The Cisco Grand Challenge was an initiative to help secure the Internet of Things (IoT) — the smart, Internet-enabled devices changing everything including the way we heat our homes or run our manufacturing facilities.  NineSigma attracted more than 100 high-quality proposals from 33 countries on behalf of Cisco.

“The four winning solutions from this challenge represent some of the most innovative approaches to enable people and organizations to benefit from the IoT. As more organisations adopt new business models related to the IoT, these solutions demonstrate strong potential in enabling organizations to protect IoT interactions before, during and after an attack,” said Martin Roesch, Vice-president and chief architect, Cisco Security Business Group.

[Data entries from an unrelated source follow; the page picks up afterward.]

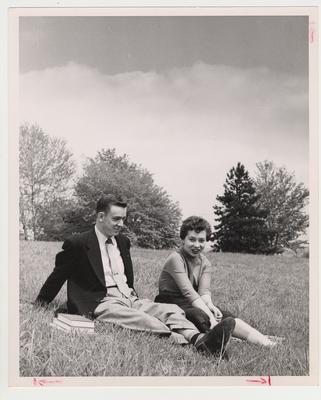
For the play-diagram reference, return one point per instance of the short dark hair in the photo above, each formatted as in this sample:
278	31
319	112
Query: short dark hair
104	203
196	224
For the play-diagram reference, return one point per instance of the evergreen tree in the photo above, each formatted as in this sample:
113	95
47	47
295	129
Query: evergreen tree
241	224
286	203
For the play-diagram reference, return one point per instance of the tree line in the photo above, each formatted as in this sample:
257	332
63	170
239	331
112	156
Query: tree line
259	215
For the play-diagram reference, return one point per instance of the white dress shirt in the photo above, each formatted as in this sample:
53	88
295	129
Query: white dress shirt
117	266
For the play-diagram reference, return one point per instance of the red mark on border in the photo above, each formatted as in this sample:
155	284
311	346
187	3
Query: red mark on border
312	32
263	380
45	382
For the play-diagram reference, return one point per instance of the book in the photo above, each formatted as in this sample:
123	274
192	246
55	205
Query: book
75	320
66	328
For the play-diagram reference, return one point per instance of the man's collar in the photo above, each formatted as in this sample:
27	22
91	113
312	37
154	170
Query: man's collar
101	237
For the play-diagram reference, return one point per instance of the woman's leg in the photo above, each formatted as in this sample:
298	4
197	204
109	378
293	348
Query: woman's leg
198	317
246	332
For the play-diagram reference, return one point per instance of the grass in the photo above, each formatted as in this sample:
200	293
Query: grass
269	292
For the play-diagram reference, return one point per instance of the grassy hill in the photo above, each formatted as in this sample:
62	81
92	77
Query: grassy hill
269	292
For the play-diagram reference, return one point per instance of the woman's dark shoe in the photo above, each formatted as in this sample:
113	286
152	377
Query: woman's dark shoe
216	340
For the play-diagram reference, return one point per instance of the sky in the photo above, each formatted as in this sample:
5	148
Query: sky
185	97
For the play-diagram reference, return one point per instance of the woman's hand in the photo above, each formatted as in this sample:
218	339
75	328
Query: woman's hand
217	313
213	322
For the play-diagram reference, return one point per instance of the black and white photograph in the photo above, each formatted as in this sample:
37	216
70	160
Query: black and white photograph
164	190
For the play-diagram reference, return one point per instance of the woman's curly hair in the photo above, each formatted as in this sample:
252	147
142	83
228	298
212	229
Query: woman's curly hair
196	224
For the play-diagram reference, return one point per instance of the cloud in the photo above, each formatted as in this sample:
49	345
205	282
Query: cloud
188	126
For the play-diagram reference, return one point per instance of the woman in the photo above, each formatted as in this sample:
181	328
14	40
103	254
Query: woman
185	281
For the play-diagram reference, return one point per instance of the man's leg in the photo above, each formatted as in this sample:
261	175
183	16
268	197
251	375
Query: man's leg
119	311
170	314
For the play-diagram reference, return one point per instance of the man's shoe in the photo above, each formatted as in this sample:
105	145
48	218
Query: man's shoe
216	340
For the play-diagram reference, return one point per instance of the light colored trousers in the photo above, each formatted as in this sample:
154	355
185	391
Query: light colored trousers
143	315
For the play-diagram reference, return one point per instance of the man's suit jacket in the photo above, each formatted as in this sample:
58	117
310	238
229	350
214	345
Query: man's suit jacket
80	264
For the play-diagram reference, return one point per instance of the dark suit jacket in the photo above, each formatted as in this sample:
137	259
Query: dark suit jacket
80	264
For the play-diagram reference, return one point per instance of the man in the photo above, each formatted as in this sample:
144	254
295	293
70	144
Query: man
99	273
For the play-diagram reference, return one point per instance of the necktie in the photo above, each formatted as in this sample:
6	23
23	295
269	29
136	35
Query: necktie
118	278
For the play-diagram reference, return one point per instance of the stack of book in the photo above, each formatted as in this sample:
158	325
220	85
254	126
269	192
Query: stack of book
73	323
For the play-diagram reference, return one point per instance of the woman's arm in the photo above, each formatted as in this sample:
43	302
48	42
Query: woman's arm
199	303
176	268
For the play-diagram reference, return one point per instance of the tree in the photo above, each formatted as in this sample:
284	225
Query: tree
241	224
45	168
153	218
285	201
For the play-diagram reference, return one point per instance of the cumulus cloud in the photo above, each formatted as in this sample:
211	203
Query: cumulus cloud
188	126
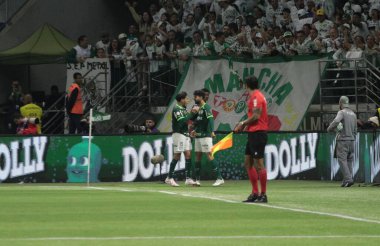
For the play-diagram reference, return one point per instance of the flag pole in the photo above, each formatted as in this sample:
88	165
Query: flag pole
89	148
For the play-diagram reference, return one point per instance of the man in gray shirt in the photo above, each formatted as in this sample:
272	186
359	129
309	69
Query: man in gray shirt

The winning proposals of the Cisco IoT Security Grand Challenge include:

  • Excalibur Group, which is creating an overarching identity framework for the IoT based on graph theory, local block chain and context awareness. The solution utilises the mobile phone or a wearable computer to act as a universal security token.
  • Cornell Tech and Rice University, working together to create physical proof-of-presence protocols for transient connections in the IoT and operating in backwards-compatible mode with legacy standards.
  • The Carnegie Mellon University team, which is creating a solution to control IoT privacy risks and trade-offs with Fog Mediation.
  • Aircloak and the Max Planck Institute for Software Systems, which is developing a technology and service that provides highly accurate aggregate analytics over use data while strongly protecting user privacy.